Os três filmes são baseados na obra original de Jenny Han, mas cada um deles se diferencia nos nomes do roteiro e da direção. Em termos estilísticos, embora Michael Fimognari tenha dirigido o segundo e o terceiro, o epílogo se aproxima mais do primeiro filme (que é dirigido por Susan Johnson) do que o trabalho anterior de Fimognari. Destacam-se dois aspectos gráficos que se tornaram marca registrada da trilogia. O primeiro é o uso intenso de três cores – rosa, azul e amarelo -, dando um visual infantil ao longa, mas também alegre.

O segundo destaque imagético é o uso de efeitos digitais, que servem para demarcar a narrativa em suas etapas: o prólogo em Seul, o retorno, o passeio do ensino médio, o segundo retorno, o baile e o casamento. É fácil perceber a divisão em três (primeiro ato com o prólogo e o retorno; segundo ato do passeio ao baile; terceiro ato com o casamento), corroborando a obsolescência do roteiro – não que a tripartição seja ruim, mas a demarcação é de um didatismo dispensável.

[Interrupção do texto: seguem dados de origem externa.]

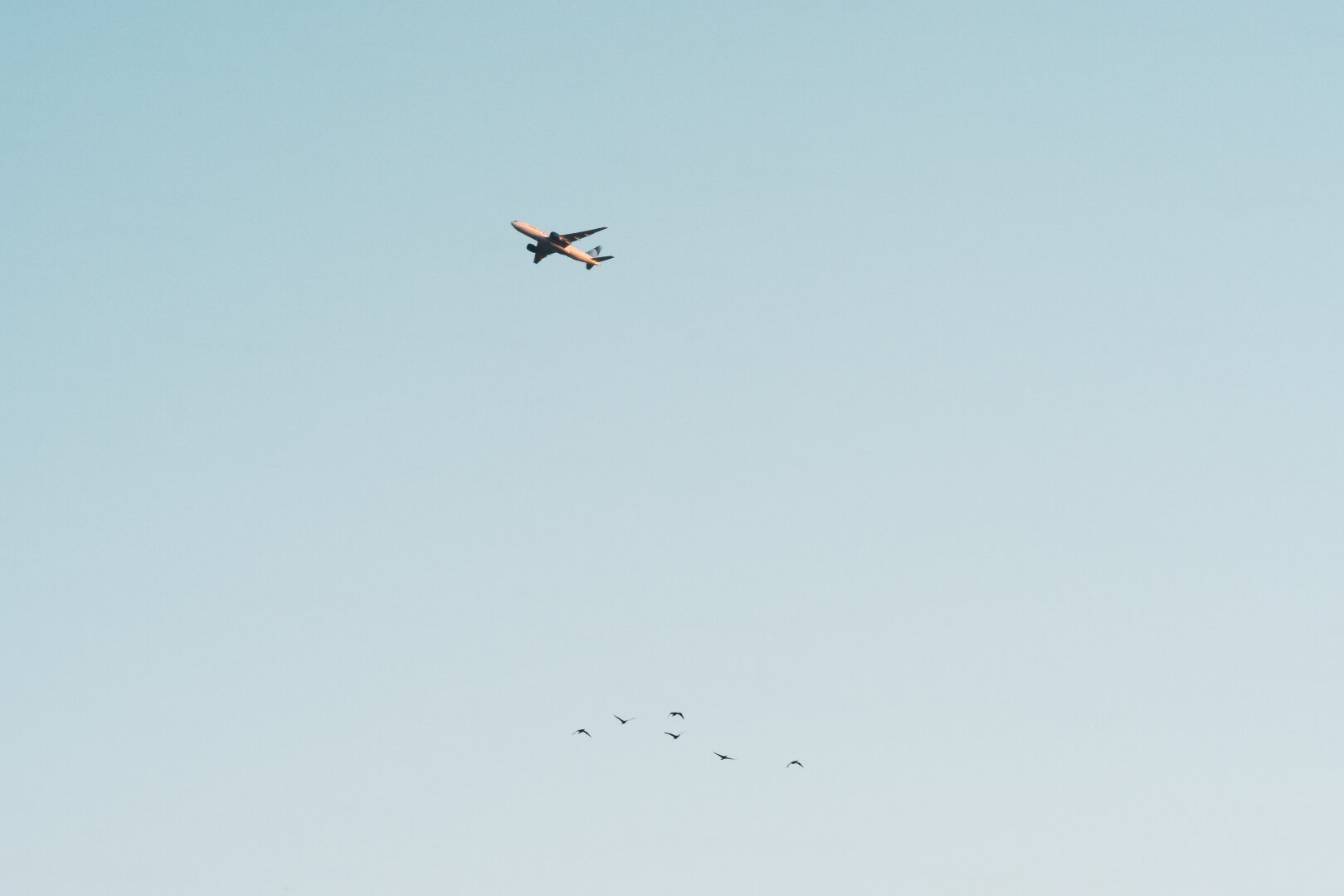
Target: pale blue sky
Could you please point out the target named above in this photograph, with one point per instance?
(960, 416)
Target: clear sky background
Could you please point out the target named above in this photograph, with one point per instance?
(962, 416)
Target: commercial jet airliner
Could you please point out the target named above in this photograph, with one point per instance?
(562, 243)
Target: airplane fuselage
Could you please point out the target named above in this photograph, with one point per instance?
(552, 242)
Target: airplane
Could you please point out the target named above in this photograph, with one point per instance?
(562, 243)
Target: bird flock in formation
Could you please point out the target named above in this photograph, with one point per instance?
(676, 737)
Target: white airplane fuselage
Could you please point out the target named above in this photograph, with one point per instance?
(553, 242)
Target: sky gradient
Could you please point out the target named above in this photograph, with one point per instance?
(960, 416)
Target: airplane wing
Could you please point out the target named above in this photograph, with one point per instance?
(582, 234)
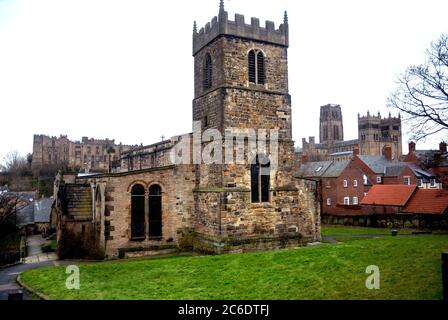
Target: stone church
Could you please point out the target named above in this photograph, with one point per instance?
(148, 204)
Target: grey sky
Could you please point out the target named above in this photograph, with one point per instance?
(124, 70)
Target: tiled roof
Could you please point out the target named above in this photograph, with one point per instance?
(428, 201)
(427, 157)
(389, 195)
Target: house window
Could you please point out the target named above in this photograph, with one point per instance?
(433, 183)
(207, 78)
(260, 179)
(256, 67)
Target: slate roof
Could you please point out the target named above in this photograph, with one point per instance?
(389, 195)
(428, 201)
(427, 157)
(377, 163)
(321, 169)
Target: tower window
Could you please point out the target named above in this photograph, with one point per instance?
(260, 179)
(256, 67)
(207, 72)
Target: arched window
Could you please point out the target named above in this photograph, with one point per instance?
(138, 212)
(155, 211)
(256, 67)
(207, 72)
(260, 179)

Com muitas festas, danças e músicas, a obra por vezes parece um gigantesco (quase duas horas de duração, completamente exageradas) clipe musical, que, contudo, é capaz de reforçar a atmosfera de cada momento. Fimognari aproveita que o roteiro de Katie Lovejoy amadurece o casal para mostrar a união mais sólida (por exemplo, mesmo distantes, a maneira pela qual conversam, por videoconferência, da forma como é filmada, em plano-contraplano, mostra que LJ e Peter estão mais apaixonados do que nunca). O segundo filme pode não ser edulcorado na mesma medida que os outros dois, mas é a ponte necessária para que o romance do terceiro seja convincente.

Ironicamente, Lara Jean descobre que seu namoro com Peter não tem todos os clichês das comédias românticas. Além de os dois estarem mais felizes, eles amadureceram muito individualmente e também como casal. A dúvida sobre a união não repousa em terceiros, mas nas intenções do próprio casal. Não há rivais, mas circunstâncias plausíveis que, no mínimo, vão dificultar o namoro. A solução dada pelo roteiro é de uma simplicidade risível e nada convincente em termos práticos, porém coesa com o lado poético da trilogia.

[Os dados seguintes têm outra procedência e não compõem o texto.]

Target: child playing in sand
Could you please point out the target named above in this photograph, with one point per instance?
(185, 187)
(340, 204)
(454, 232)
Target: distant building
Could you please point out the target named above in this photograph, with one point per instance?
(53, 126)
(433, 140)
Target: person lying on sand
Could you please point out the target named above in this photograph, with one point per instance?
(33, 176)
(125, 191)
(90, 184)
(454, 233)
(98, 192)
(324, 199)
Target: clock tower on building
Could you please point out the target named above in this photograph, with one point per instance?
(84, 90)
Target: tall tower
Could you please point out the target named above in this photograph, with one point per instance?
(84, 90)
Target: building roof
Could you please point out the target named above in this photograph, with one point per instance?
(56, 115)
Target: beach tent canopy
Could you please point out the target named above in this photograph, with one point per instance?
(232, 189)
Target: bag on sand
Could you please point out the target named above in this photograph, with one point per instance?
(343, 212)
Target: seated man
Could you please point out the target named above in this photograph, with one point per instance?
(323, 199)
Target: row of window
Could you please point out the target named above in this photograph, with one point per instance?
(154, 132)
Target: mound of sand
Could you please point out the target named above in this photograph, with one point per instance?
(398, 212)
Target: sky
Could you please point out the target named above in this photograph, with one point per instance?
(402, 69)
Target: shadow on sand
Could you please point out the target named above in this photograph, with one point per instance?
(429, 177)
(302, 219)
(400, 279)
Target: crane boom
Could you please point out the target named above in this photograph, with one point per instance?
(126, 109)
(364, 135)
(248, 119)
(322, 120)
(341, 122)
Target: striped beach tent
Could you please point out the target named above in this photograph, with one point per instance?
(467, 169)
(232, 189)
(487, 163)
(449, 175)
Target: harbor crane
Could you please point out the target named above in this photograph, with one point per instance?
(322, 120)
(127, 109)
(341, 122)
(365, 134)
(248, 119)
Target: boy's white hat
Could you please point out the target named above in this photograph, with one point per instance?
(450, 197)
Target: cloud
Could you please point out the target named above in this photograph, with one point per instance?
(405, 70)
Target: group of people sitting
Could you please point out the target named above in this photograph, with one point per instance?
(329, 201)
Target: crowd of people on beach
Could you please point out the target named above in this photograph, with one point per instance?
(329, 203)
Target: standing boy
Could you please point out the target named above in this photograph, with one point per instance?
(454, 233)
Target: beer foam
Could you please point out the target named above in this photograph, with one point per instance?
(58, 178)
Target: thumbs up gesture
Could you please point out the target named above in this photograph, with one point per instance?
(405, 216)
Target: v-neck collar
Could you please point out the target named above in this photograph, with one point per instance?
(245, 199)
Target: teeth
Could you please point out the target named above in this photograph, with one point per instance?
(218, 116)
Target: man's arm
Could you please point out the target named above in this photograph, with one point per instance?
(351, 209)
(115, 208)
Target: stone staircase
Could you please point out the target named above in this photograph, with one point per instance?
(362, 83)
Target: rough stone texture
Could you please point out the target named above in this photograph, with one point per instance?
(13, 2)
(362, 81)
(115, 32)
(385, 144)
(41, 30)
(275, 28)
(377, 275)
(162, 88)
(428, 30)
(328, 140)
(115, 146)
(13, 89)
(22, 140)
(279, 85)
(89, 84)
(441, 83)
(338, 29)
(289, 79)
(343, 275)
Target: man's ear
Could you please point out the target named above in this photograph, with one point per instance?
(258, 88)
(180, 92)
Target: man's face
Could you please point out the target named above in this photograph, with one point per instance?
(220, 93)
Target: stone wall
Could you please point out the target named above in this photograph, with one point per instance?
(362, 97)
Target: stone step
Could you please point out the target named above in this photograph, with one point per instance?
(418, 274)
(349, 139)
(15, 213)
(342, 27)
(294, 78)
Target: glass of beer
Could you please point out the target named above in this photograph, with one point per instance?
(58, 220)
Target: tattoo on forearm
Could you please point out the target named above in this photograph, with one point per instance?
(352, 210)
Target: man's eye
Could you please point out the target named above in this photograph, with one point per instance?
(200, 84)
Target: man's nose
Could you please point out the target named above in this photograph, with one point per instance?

Existem excessos, como o sofá rosa, mas eles se apequenam diante de algumas virtudes do longa, especialmente o humor, que é, no mais das vezes, cirúrgico (“Tutti Frutti” como música do casal, a referência à franquia “Missão impossível” etc.) e o bom uso da subjetividade mental (a forma como “Wannabe” surge e ressurge é sagaz). Não são novidades, é verdade, mas dão solidez à trilogia, que certamente não é uma massa amorfa de longas-metragens.

Lara Jean e Peter mantêm o carisma concedido por seus intérpretes (Lana Condor e Noah Centineo, respectivamente), mas é perceptível que as outras personagens não têm suas vidas orbitando em volta dos dois. Kitty (Anna Cathcart) se interessa por um garoto, Dan (John Corbett) está superando a viuvez e Chris (Madeleine Arthur) cede às próprias vontades mascaradas. Alguns arcos narrativos são completamente alheios ao plot principal (é o caso do de Kitty), outros conseguem dar fluidez a ele (é o caso do Dan) e outros parecem laterais quando na verdade são bem relevantes para o desfecho (é o caso da subtrama de Peter com seu pai).

Na voz doce de Leah Nobel, a LeitmotivBeginning middle end” amarra a trilogia com grande eficiência. O defeito de “Agora e para sempre” é que a narrativa praticamente não avança e o desenvolvimento das personagens, embora perceptível, é tímido em demasia para um filme de pouco menos de duas horas. O filme é esteticamente agradável, mas a verdade é que quase nada acontece. Lara Jean e Peter quase não saem do lugar; mesmo que haja um fim, ele não é tão distante do meio quanto seria desejável – na verdade, se aproxima (de)mais do começo.